We need the right people to do the job right. But that can’t happen if working in the trades isn’t seen as something positive, something to respect and be proud of.
Luckily, that’s changing. The kids I see coming into the trades are proud of what they do. They put in the time to push their skills to the limit. And when the job gets tough, so do they.
If you’re thinking about joining the trades, there are five basic things you need.
One: Passion for what you do. If there’s no passion, there’s no respect. And if there’s no respect, there’s no point.
Two: Drive. Working in the trades isn’t easy. It’s long hours, a lot of training, and sometimes there isn’t room for mistakes. Why? Because some mistakes can kill people.
Let’s say you work in sales and you come up with the wrong sales strategy. The worst that can happen is that you don’t sell anything. But if you rewire an electrical panel the wrong way, people can get hurt. The stakes are high and the real pros respect that. They take their job seriously because people get hurt when they don’t.
Three: You need the right skill. Let me give you an example. My son Mike Jr. has been working with me since he was 14. I remember his first day he stuck a nail through his thumb. He didn’t say anything, just held it in. All I said was, “It hurts, doesn’t it?” Nine years later, he’s a full-time crew member and even supervising jobs. But he’s also in school, getting the proper training. He didn’t have to. He wanted to. He wanted to invest in his skills, his know-how, and his abilities to do a job right the first time.

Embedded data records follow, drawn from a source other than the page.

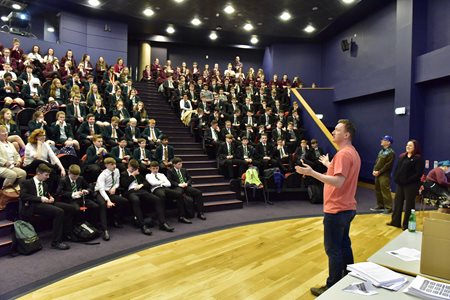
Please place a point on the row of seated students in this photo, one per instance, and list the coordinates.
(109, 198)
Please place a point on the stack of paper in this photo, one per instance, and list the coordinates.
(428, 289)
(379, 276)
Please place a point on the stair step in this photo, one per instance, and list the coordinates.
(219, 196)
(212, 187)
(208, 178)
(203, 171)
(223, 205)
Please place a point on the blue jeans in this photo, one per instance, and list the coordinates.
(337, 244)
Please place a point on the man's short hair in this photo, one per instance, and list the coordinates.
(109, 160)
(176, 160)
(133, 163)
(74, 169)
(43, 168)
(349, 127)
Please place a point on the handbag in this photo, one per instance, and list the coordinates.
(9, 194)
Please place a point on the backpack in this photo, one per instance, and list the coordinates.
(25, 238)
(252, 177)
(84, 232)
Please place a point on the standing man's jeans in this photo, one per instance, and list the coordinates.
(337, 244)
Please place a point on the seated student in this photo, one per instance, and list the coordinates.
(212, 139)
(227, 157)
(87, 130)
(74, 190)
(112, 132)
(264, 153)
(63, 133)
(121, 154)
(37, 151)
(132, 132)
(35, 198)
(75, 111)
(121, 112)
(283, 156)
(164, 153)
(160, 186)
(136, 190)
(10, 160)
(108, 196)
(245, 152)
(9, 92)
(33, 94)
(152, 134)
(143, 156)
(182, 182)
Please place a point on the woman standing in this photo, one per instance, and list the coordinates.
(407, 176)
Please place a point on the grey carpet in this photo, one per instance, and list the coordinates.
(22, 274)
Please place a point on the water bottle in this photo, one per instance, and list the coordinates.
(412, 221)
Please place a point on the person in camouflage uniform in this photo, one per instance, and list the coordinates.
(382, 172)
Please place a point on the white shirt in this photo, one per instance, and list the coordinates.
(104, 182)
(155, 183)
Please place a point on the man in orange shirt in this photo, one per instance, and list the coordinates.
(339, 203)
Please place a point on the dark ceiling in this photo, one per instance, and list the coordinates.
(327, 16)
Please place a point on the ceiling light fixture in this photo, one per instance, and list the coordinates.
(248, 27)
(94, 3)
(229, 9)
(170, 29)
(148, 12)
(213, 36)
(309, 28)
(196, 21)
(285, 16)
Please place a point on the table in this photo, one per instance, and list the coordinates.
(336, 292)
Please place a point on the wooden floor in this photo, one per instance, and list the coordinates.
(275, 260)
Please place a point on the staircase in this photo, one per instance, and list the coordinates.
(205, 175)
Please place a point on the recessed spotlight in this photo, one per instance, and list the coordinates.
(285, 16)
(213, 36)
(170, 29)
(229, 9)
(148, 12)
(309, 28)
(94, 3)
(196, 21)
(248, 27)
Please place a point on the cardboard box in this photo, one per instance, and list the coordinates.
(435, 257)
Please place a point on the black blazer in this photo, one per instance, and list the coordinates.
(64, 189)
(175, 180)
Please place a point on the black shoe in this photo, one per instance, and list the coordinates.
(318, 291)
(184, 220)
(105, 235)
(60, 246)
(117, 224)
(146, 230)
(166, 227)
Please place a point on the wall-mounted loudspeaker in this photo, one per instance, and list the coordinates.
(345, 46)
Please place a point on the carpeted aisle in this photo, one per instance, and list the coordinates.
(22, 274)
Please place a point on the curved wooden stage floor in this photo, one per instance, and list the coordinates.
(273, 260)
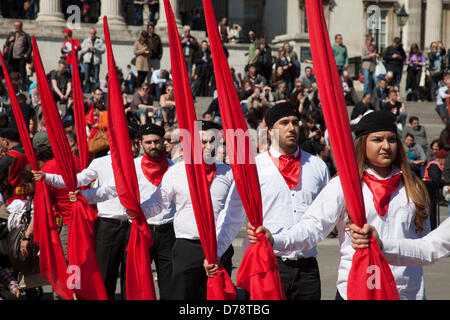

Four: You need the right attitude. It’s tough work and expectations are high. And it’s tougher for women. Women have to work twice as hard to get the same respect as the guys they work with. Is it fair? No. But it makes them better. I always say women in the trades make the men more honest. They raise the bar and everyone else has to meet it.
If you’re working on a crew or a team, and there’s pressure to get a job done on time, people don’t always have a lot of patience — especially when you’re learning. Don’t be discouraged if you get some flak — or what some like to call “constructive criticism.” You need a thick skin. Don’t take things personally. The best in the industry didn’t start out as the best. It takes time.
Finally, No. 5: You need to be safe. Be aware of your surroundings. Know what equipment you will be using, what environment you’ll be working in, and all the gear you need to stay safe. No job is too small. Remember: It’s not just about making things work. It’s about making them work safely.
The new generation of tradespeople are picking up the slack. They’ve got a big job on their hands. But I think they’re up for the challenge.
‘Olympics’ of skilled trades
• The Skills Canada National Competition (SCNC) remains the only event of its kind in Canada. It is the only national, Olympic-style, multi-trade and technology competition for young students and apprentices in the country.
The main goals of this event are to provide competitors with hands-on work experience and to raise awareness for the general population of the value of and challenge in skilled trades and technology careers. The SCNC showcases the talent and the expertise of young competitors from across Canada. It will be held this year in Vancouver at BC Place Stadium from June 5 to 8.
The SCNC is the main step in selecting the members of Team Canada for the WorldSkills Competition that is held every two years. The next WorldSkills Competition was awarded to Leipzig, Germany and will be held this July.